If we organize all the lenders of the world, and we all agree to just stop these payments because of a worldwide emergency, it would let countries use these resources to provide emergency resources for their health system and for their people. Hopefully their economies and the health of their people recover, and then once they recover, then they can continue their schedule of payments.
So that is the proposal that I’m making. I don’t really see any other way in which they can get the kind of resources that are necessary. Because if they don’t do it, then we are looking at a humanitarian and an economic catastrophe that’s going to be much larger than anything that we’ve ever seen in our lifetimes.
And these are normally well-functioning countries.
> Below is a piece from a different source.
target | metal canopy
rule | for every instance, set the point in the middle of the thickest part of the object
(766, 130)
These are the Mexicos and these are the Colombias. What I’m trying to put together is a plan so that there isn’t a default.
What I’m calling for is just a one-year moratorium on payments of debt so that we can use those resources to provide the resources that the health system uses. Give these economies a chance to recover. They need resources in order to recover.
Once they have recovered, then the emergency is over, then we lift the moratorium and they go on servicing their payments. And there never needs to be any restructuring of the debt. That’s it, in essence.
What I’m trying to do is to avoid a default of the debt. I guess you could call it debt relief if you want.
So places that have a lot of resilience, have a lot of economic activity, have a lot of social capital, have a lot going for it—places like Indonesia and Malaysia—they just happened to be hit with this big shock. So we’re not talking about the Venezuelas of the world or Argentinas of the world where it’s a completely different story.
But they really do need this emergency inflow of resources, and it just happens to be unfortunate that they need it at exactly the same time when everybody else needs it at the same time.
So one line that I use is that before, we used to be able to borrow from China. Or Mexico, in 1994, turned to the US for help. That’s not an option anymore. We don’t have the option of borrowing money from Mars. So we’ve got to think of something else.